ARTICLE
30 January 2025

Tax Planning For The New Year

With the new year in full swing, it is an appropriate time for clients to revisit personal matters and for those involved with businesses to revisit their business-related issues as well.
United States Tax

With the new year in full swing, it is an appropriate time for clients to revisit personal matters and for those involved with businesses to revisit their business-related issues as well.

Implications of Tax Cuts and Jobs Act (TCJA)

A significant issue surrounding the Tax Cuts and Jobs Act (TCJA) is the expiration of many tax provisions at the end of the calendar year 2025, commonly referred to as the "Sunset." Much of the financial press has concentrated on the potential impact of the Sunset on the federal estate tax exemption amount. The current federal estate tax exemption is $13.99 million per person for 2025. If the Sunset occurs, this exemption will be reduced to approximately $7 million per person starting in 2026.

Estate & Income Tax Plans for the Future

In addition to estate tax changes, there are a number of income tax changes that will be impacted by the Sunset. The top individual income tax rate will increase from 37% to 39.6%. Additionally, the $10,000 exemption for the deduction for state and local taxes will expire.

Although it is premature to determine what Congress will do, it is advisable to consider how to address potential estate tax liability through transfers to family members or charities in calendar year 2025. High-net-worth clients who have not yet utilized the existing estate tax exemption should act promptly to utilize the exemption available in 2025, rather than delaying further. If Sunset occurs, clients who do not act may miss the opportunity to transfer significant value under the existing exemption amount.

Regarding income tax planning, consider whether there is a benefit to accelerate income in the calendar year 2025, if possible.

Congressional Uncertainty & Impact on Tax Policy

Of course, all of this depends upon what Congress and the new administration will pursue relating to tax policy in calendar year 2025. In May 2024, the nonpartisan Congressional Budget Office estimated that extending all of the provisions of TCJA adds $4.6 trillion to the deficit over 10 years (2025-2034). Even with Republican control of Congress, the narrow majority may lead some Congressional members to express concerns about the deficit impact of extending all provisions of the TCJA. This situation then leads to "pay for" discussions where tax measures would need to be offset by corresponding tax increases or spending reductions. All of this leads to great uncertainty as to the future of tax planning beyond 2025. Before the change in administrations, the Office of Tax Analysis in the Treasury released its estimates on January 10, 2025, detailing the tax breaks scheduled to Sunset.

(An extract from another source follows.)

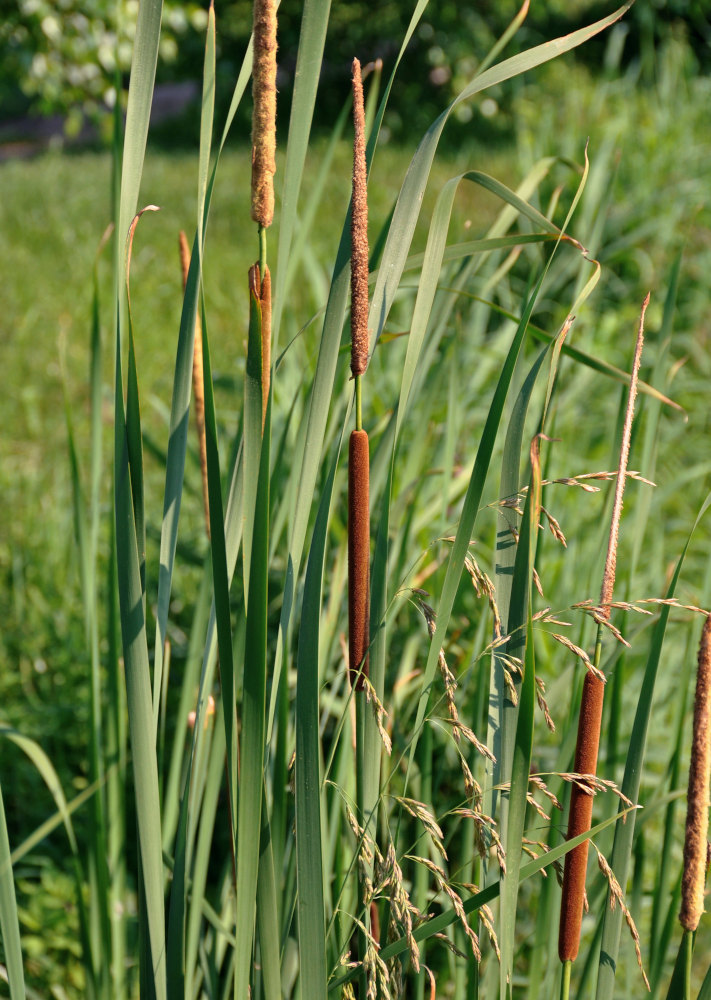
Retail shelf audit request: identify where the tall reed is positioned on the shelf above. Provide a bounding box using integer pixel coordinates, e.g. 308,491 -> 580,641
558,294 -> 650,998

Treasury's first scenario estimated that if all of individual and estate tax provisions to TCJA are extended for an additional ten years, that cost would equate to a $4.2 trillion price tab. The $4.2 trillion estimate would rise to as much as $5.5 trillion depending on which business tax provisions of TCJA are extended.

Review Buy/Sell Agreement

Those persons who have active businesses and buy/sell agreements should review those agreements to confirm that the valuation mechanism reflects the current value of the business. Additionally, they should review the buy/sell arrangement itself. A review of the arrangement has taken a more prominent role in light of the Supreme Court's decision last year regarding valuation of a business for estate tax purposes when business-owned life insurance was payable to the corporation to effectuate a buy/sell agreement. This type of arrangement is referred to as the "redemption agreement". The case is Connelly v. United States. In this unanimous decision, the United States Supreme Court held that corporate-owned life insurance on the life of a deceased shareholder, acquired for the purpose of redeeming the deceased shareholder's stock, increased the value of that stock.

In this particular case, two brothers entered into a buy/sell agreement. The buy/sell agreement was funded with life insurance owned by the corporation. The Internal Revenue Service, in valuing the business, increased the business' valuation by the amount of life insurance that was payable to the corporation.

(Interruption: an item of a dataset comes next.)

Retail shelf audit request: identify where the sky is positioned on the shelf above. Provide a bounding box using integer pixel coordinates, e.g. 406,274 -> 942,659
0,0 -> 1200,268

There are two approaches for a buy/sell agreement among business owners. The first is the redemption or entity purchase agreement, where the business itself is obligated to purchase the deceased owner's stock. The alternative is what is referred to as the "cross purchase agreement," where the obligation to purchase is among the business owners and not the business. In this case, an agreement funded by life insurance will not increase the value of the deceased's ownership by including the life insurance the value of the business entity when the insurance proceeds are payable to the entity itself.

Update Beneficiary Designations

This is also the appropriate time for reviewing beneficiary designations. This relates to any assets that pass by way of beneficiary designations such as pension plan benefits, IRAs, annuities, and life insurance. Not only is it imperative that there be a primary beneficiary designated in any such account but also do not overlook contingent beneficiary designations as well.

New Rules for "Catch-Up" Contributions

Finally, a new rule in the qualified plan area, a "catch-up contribution." This new rule permits individuals attaining ages 60-63 in 2025 to make a catch-up contribution of $11,250 to an employer plan, such as a 401(k) plan.

The content of this article is intended to provide a general guide to the subject matter. Specialist advice should be sought about your specific circumstances.